Multiphysics assessment of a graphite moderated molten salt reactor

Molten Salt Reactors have gained renewed interest due to their potential advantages compared to conventional reactors based on solid fuels; these include passive safety features, low-pressure operation, large negative feedback coefficients and the possibility for online fuel reprocessing. The tightly coupled neutronics and thermal-hydraulics properties of the liquid-fueled reactors, however, necessitates the development of new multiphysics simulation tools. In this study we present results from the SEALION multiphysics code.
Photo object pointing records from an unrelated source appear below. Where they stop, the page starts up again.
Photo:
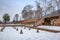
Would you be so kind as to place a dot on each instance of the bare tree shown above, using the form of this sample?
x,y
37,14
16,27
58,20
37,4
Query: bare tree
x,y
27,12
The SEALION code employs a specialized thermal hydraulics solver based on the finite volume computational fluid dynamics code OpenFOAM, coupled with a custom-made Point Kinetics neutronics solver, that explicitly accounts for the altered neutron importance due to delayed neutron precursor decay and transport. The main advantage of this approach is that it allows for a pre-determination of the temperature feedback using Monte-Carlo codes like Serpent2. Despite the reduced order reactor physics modeling, point kinetics solvers are expected to capture the physics of lower-order transients and still are being used extensively in nuclear reactor transient analysis for solid-fueled reactors. It is therefore of interest to expand and evaluate point kinetics methods for liquid fueled reactors. To validate the SEALION code, results of a sub-channel model are compared to data available from the Molten Salt Reactor Experiment (MSRE). Specifically, fuel and graphite temperature profiles and fuel velocity fields are reactivity insertion derived for steady state operation. A simple transient scenario of a step reactivity insertion is modeled and the reactivity feedback of the system evaluated.